TEMPO.CO, Jakarta - Anggota Komisi Energi Dewan Perwakilan Rakyat (DPR) Satya W. Yudha berpendapat pemerintah harus mengatur volume konsumsi bahan bakar minyak (BBM) bersubsidi. Alasannya, kuota BBM bersubsidi yang disepakati DPR dalam APBN 2012 hanya 40 juta kiloliter atau lebih rendah dibanding realisasi tahun lalu sebesar 41,6 juta kiloliter.
Satya meminta pemerintah kembali menjalankan program penyediaan kartu pengendali. Dengan kartu ini, nantinya pemerintah bisa membatasi volume konsumsi BBM bersubsidi dan tepat sasaran karena hanya masyarakat tertentu yang boleh menikmati subsidi minyak ini.

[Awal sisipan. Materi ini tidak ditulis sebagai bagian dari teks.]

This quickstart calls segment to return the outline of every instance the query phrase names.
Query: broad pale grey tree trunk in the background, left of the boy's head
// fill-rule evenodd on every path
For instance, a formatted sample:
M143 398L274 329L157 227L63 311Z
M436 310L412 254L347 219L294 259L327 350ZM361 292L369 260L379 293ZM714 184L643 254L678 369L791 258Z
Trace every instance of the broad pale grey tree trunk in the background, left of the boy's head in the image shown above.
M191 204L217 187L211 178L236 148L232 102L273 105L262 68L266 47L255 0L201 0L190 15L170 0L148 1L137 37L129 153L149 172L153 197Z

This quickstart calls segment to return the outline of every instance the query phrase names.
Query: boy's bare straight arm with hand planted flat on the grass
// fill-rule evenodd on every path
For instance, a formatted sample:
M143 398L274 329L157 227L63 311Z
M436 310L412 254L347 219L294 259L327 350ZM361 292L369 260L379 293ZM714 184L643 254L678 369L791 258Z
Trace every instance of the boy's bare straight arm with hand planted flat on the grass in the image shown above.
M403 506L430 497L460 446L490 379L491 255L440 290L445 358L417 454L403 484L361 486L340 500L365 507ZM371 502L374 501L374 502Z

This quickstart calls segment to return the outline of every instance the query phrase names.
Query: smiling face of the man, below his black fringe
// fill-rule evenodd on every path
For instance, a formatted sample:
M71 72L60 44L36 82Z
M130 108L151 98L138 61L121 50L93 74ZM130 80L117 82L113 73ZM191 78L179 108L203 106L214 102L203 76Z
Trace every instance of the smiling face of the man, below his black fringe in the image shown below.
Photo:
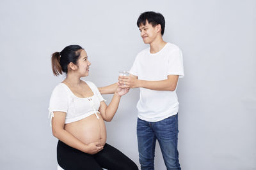
M153 27L151 24L148 24L148 20L146 20L146 24L140 24L140 36L143 39L145 44L150 44L156 39L157 36L157 25Z

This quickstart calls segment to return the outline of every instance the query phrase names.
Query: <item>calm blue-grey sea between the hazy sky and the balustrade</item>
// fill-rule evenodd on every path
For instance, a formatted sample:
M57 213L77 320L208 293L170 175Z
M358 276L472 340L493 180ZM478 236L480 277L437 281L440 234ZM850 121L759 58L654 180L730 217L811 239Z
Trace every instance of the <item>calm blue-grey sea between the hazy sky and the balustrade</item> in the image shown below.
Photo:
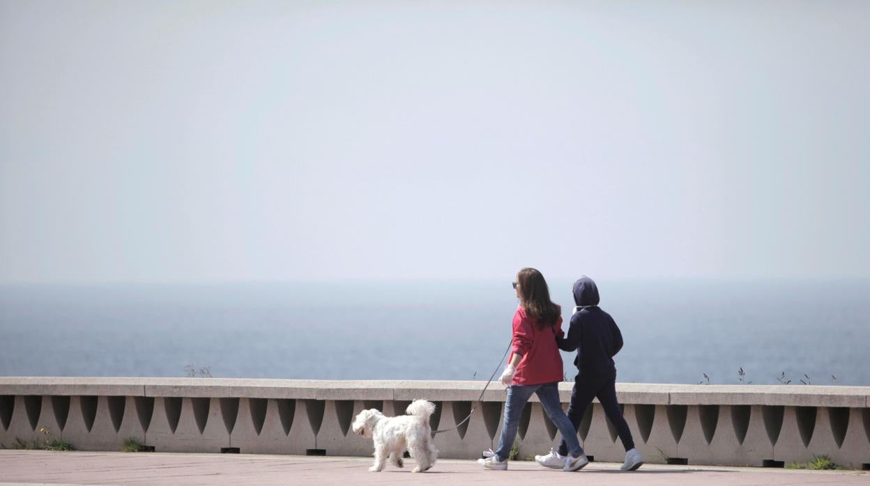
M567 322L571 282L550 286ZM870 385L870 281L599 288L620 382ZM509 281L3 286L0 376L485 379L516 306Z

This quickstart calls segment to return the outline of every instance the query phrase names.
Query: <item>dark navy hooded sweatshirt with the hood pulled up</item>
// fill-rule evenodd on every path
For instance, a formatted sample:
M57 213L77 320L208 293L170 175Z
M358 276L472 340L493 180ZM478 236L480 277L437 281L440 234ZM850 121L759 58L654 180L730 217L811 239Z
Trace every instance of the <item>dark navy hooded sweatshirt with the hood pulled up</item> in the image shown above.
M616 374L613 356L622 349L622 333L610 314L601 310L598 287L588 276L574 283L574 303L568 334L556 337L559 350L577 350L574 365L581 375Z

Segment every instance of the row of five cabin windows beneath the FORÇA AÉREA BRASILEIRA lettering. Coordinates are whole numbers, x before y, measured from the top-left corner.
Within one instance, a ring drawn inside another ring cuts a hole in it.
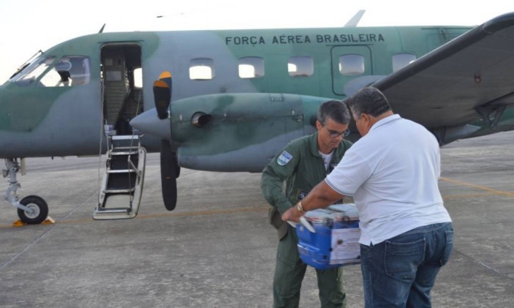
[[[398,53],[392,57],[393,71],[397,71],[414,61],[411,53]],[[343,76],[364,74],[365,58],[360,54],[339,56],[339,73]],[[314,60],[310,56],[293,56],[287,61],[287,72],[291,77],[311,76],[314,74]],[[264,77],[264,59],[261,57],[242,57],[238,60],[238,73],[241,78]],[[211,58],[194,58],[190,60],[189,78],[192,80],[209,80],[215,77],[214,60]]]

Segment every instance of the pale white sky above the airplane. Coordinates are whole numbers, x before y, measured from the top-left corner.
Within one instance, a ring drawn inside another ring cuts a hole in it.
[[[505,0],[0,0],[0,85],[39,50],[104,32],[342,27],[475,26],[514,11]],[[157,16],[162,16],[157,18]]]

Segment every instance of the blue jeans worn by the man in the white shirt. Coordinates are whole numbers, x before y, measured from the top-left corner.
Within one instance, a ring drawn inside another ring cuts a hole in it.
[[[431,307],[430,290],[453,249],[451,222],[360,245],[366,308]]]

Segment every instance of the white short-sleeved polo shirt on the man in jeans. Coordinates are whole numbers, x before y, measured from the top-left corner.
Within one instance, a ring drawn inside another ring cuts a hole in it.
[[[394,114],[376,122],[325,181],[354,196],[364,245],[423,225],[450,222],[437,180],[439,145],[423,126]]]

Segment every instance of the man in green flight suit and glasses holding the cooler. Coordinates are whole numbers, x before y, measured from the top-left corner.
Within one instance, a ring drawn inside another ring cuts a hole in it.
[[[343,139],[350,132],[349,123],[350,113],[343,102],[323,102],[317,115],[318,131],[289,142],[263,170],[261,189],[272,206],[270,223],[278,230],[280,239],[273,278],[273,307],[299,306],[307,269],[298,253],[296,230],[282,221],[281,214],[321,182],[352,146],[352,142]],[[316,270],[316,274],[321,307],[345,307],[342,267]]]

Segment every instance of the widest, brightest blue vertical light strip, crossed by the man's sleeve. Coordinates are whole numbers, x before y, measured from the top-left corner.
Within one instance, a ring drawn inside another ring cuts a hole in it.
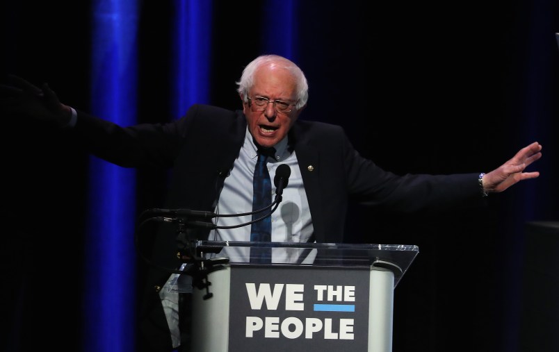
[[[91,106],[122,126],[136,122],[136,0],[92,2]],[[136,173],[90,158],[83,351],[136,351]]]

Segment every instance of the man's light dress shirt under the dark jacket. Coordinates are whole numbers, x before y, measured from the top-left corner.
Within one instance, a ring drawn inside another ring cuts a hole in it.
[[[271,215],[272,242],[307,242],[313,233],[313,226],[297,156],[294,151],[291,152],[289,150],[287,137],[275,145],[275,150],[275,158],[268,158],[268,172],[272,184],[275,171],[282,164],[290,167],[291,175],[289,176],[287,186],[284,188],[282,202]],[[241,214],[252,211],[252,178],[257,159],[257,146],[254,144],[252,135],[247,128],[245,142],[233,164],[233,168],[225,178],[218,205],[214,210],[216,214]],[[272,199],[274,199],[274,187],[272,192]],[[262,212],[262,214],[264,213]],[[244,217],[218,216],[213,221],[217,226],[236,226],[245,224],[251,221],[251,219],[251,215]],[[208,240],[250,241],[250,225],[228,229],[218,228],[211,231]],[[221,253],[212,254],[211,256],[222,257],[226,255],[234,258],[235,262],[248,262],[248,251],[248,247],[225,247]],[[299,260],[301,251],[302,249],[274,248],[272,251],[272,262],[295,263]],[[315,255],[316,252],[312,252],[305,258],[303,263],[312,262]],[[170,328],[173,347],[177,347],[180,344],[177,278],[177,274],[171,275],[159,292]],[[184,278],[181,276],[182,279]],[[184,292],[184,290],[180,291]]]

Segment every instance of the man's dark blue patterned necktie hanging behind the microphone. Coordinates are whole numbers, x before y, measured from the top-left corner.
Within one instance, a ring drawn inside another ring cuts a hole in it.
[[[275,149],[259,149],[258,161],[254,167],[254,178],[252,180],[252,211],[266,208],[272,203],[272,182],[266,159],[273,156]],[[263,217],[269,210],[252,215],[252,220]],[[270,242],[272,240],[272,218],[270,216],[252,224],[250,228],[250,241]],[[250,249],[250,262],[254,264],[270,264],[272,262],[272,249],[253,246]]]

“Kartu pengendali ini ide bagus karena diberikan hanya untuk orang-orang yang berhak dapat subsidi. Jadi, kalau tidak berhak, ya, tidak diberikan,” kata Satya saat ditemui usai Forum Group Discussion "Mempercepat Implementasi Pemanfaatan BBG untuk Transportasi" di Hotel Century, Jakarta, Rabu, 4 April 2012.
Menurut dia, kartu pengendali dianggap lebih optimal meminimalisir penyelewengan penggunaan BBM bersubsidi. Kategori masyarakat yang berhak mendapat BBM bersubdisi adalah transportasi umum dan pengguna kendaraan roda dua.

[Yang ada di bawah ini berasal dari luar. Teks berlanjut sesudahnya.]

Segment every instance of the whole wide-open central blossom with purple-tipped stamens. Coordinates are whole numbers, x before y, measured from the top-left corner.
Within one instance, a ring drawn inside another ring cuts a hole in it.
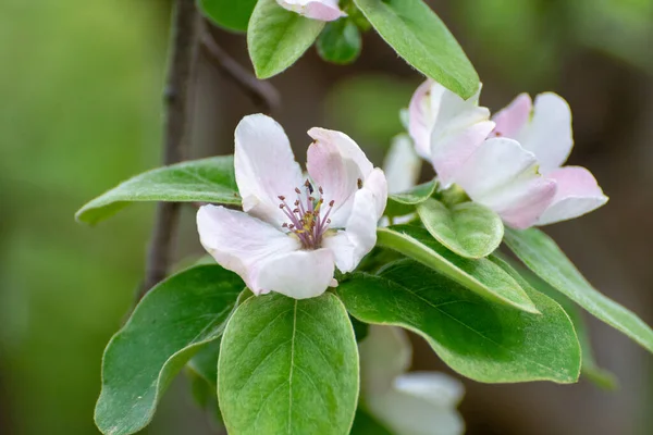
[[[235,133],[235,176],[243,211],[204,206],[205,249],[256,295],[316,297],[337,266],[350,272],[377,243],[387,199],[385,176],[340,132],[311,128],[308,178],[281,125],[245,116]]]

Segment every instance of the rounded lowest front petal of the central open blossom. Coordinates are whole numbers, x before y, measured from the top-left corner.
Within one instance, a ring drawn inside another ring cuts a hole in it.
[[[315,298],[332,284],[334,269],[329,249],[279,254],[261,265],[257,286],[295,299]]]

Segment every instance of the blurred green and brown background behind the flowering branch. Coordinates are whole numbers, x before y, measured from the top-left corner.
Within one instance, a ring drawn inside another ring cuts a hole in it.
[[[496,110],[520,91],[555,90],[575,113],[571,163],[590,167],[609,204],[551,234],[605,294],[653,324],[653,1],[432,1]],[[97,228],[76,224],[85,201],[159,162],[170,3],[0,2],[0,433],[95,434],[100,360],[144,269],[153,208]],[[215,30],[244,65],[242,36]],[[352,66],[315,50],[272,83],[276,115],[297,152],[313,125],[341,128],[380,162],[401,130],[397,110],[421,78],[373,33]],[[254,104],[200,61],[194,157],[229,153]],[[178,259],[199,252],[185,210]],[[575,386],[466,382],[469,434],[651,434],[653,357],[597,322],[607,393]],[[445,370],[423,345],[416,366]],[[150,434],[210,434],[183,380]]]

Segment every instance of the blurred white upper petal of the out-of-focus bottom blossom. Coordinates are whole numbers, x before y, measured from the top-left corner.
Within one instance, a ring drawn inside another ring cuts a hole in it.
[[[394,386],[397,390],[447,408],[456,407],[465,395],[460,381],[438,372],[410,372],[398,376]]]

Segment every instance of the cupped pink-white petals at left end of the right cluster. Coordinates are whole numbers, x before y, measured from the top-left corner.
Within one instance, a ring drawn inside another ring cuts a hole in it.
[[[458,167],[483,142],[494,123],[479,107],[479,91],[468,100],[428,79],[417,88],[408,108],[408,133],[419,156],[430,161],[447,187]]]

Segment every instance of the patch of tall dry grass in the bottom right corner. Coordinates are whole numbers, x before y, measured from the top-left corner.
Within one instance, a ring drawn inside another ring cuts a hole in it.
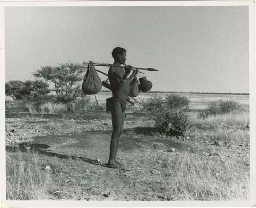
[[[169,158],[165,200],[248,200],[249,167],[225,157]],[[166,177],[165,176],[165,177]],[[164,177],[163,177],[164,178]]]

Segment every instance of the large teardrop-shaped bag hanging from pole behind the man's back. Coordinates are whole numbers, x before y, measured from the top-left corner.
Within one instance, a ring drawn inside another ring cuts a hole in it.
[[[94,68],[93,62],[90,61],[89,65],[83,79],[82,91],[85,94],[92,95],[98,93],[102,89],[102,82]]]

Dengan kartu pengendali, volume Premium yang digunakan bisa dikontrol. Sebelumnya ide ini pernah direalisasikan di Bintan, Kepulauan Riau, oleh Badan Pengatur Hilir Minyak dan Gas Bumi (BPH Migas). Namun, kata dia, sayangnya tidak optimal dan tidak berkelanjutan.

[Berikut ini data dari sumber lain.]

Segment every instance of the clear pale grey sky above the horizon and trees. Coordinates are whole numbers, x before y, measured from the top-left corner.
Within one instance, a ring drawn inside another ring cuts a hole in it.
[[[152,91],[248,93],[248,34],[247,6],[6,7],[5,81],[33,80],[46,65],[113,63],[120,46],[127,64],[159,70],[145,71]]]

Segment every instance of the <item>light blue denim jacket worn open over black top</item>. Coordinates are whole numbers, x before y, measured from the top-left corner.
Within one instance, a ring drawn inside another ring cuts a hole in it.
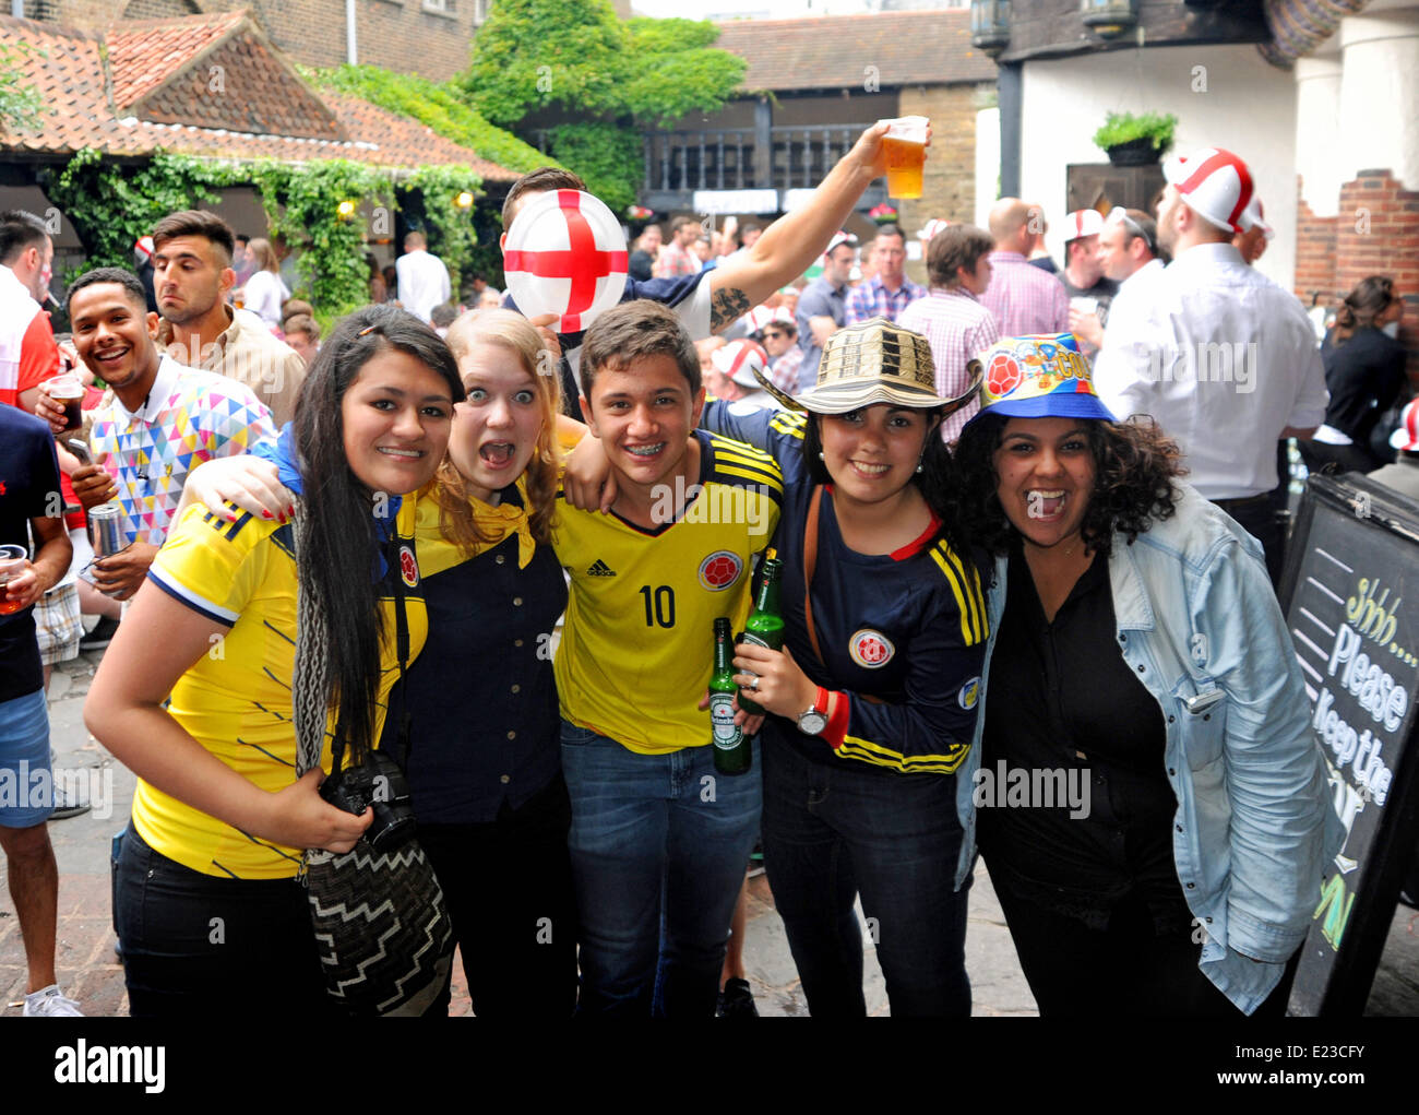
[[[1250,1014],[1305,939],[1344,830],[1261,547],[1193,489],[1178,489],[1172,518],[1132,545],[1114,535],[1108,577],[1120,652],[1165,720],[1174,861],[1203,942],[1199,967]],[[975,862],[972,790],[1005,588],[1002,557],[975,746],[956,790],[966,834],[956,886]]]

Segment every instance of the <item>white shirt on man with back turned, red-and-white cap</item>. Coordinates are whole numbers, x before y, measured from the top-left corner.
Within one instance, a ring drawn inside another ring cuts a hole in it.
[[[1188,249],[1144,284],[1147,297],[1110,310],[1094,361],[1104,405],[1118,419],[1152,415],[1209,500],[1270,491],[1281,430],[1320,426],[1330,401],[1300,301],[1220,243]]]

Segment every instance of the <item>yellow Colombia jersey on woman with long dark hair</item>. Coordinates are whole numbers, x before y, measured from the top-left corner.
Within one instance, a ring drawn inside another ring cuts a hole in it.
[[[400,575],[409,616],[410,659],[427,633],[419,595],[413,541],[416,499],[399,508]],[[295,723],[291,672],[295,666],[295,555],[291,526],[243,514],[236,523],[189,507],[158,551],[149,577],[170,597],[230,628],[210,653],[177,680],[169,712],[193,739],[243,777],[275,793],[295,781]],[[380,705],[399,678],[394,659],[394,598],[385,611]],[[329,770],[329,737],[322,761]],[[280,879],[297,874],[301,852],[251,837],[194,810],[142,778],[133,794],[133,824],[158,852],[204,875]]]

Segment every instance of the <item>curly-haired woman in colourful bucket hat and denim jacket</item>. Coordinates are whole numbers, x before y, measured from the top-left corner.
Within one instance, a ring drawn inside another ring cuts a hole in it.
[[[1260,547],[1175,442],[1114,420],[1070,334],[983,362],[956,447],[996,565],[966,793],[1040,1013],[1281,1013],[1341,830]]]

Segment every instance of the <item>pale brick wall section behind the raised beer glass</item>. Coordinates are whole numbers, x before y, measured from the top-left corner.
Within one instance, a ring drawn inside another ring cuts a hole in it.
[[[894,202],[908,236],[932,217],[952,223],[975,216],[975,114],[979,89],[990,85],[915,85],[900,94],[898,112],[904,116],[931,118],[931,151],[922,175],[921,199]],[[927,281],[925,261],[912,261],[907,274],[917,283]]]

Satya menilai pemerintah belum memiliki siasat untuk melakukan kontrol terhadap konsumsi BBM bersubsidi saat ini. Akibatnya, rentan dengan migrasi pengguna dari BBM non-subsidi ke BBM bersubsidi karena disparitas harga yang tinggi. Selain rentan migrasi, tidak adanya kontrol juga bisa menciptakan penyelewengan penggunaan BBM bersubsidi oleh industri.
“Pemerintah tidak pernah mempresentasikan dengan jelas langkah-langkah untuk mengontrol subsidi,” ujarnya.
Dia meminta pemerintah tidak berusaha mengalihkan isu dengan memunculkan kasus-kasus mobil mewah menggunakan BBM bersubsidi jenis Premium. Menurut dia, adanya isu itu justru menunjukkan adanya kegagalan pemerintah melakukan pengawasan.
Sementara itu, Wakil Menteri Energi dan Sumber Daya Mineral (ESDM) Widjajono Partowidagdo meminta seluruh masyarakat Indonesia melakukan penghematan BBM bersubsidi. Langkah penghematan ini harus dimulai dari jajaran pegawai negeri.
“Seluruh eselon I di Kementerian sekarang sudah tidak ada yang pakai premium karena dikasih kupon,” kata Widjajono. Menurut dia, aturan pelarangan mobil dinas menggunakan Premium bisa saja dilaksanakan dengan payung hukum.
“Itu harus ikut, jadi pengeluarannya dikurangi. Tapi jangan tanya yang detail ke saya,” ujarnya.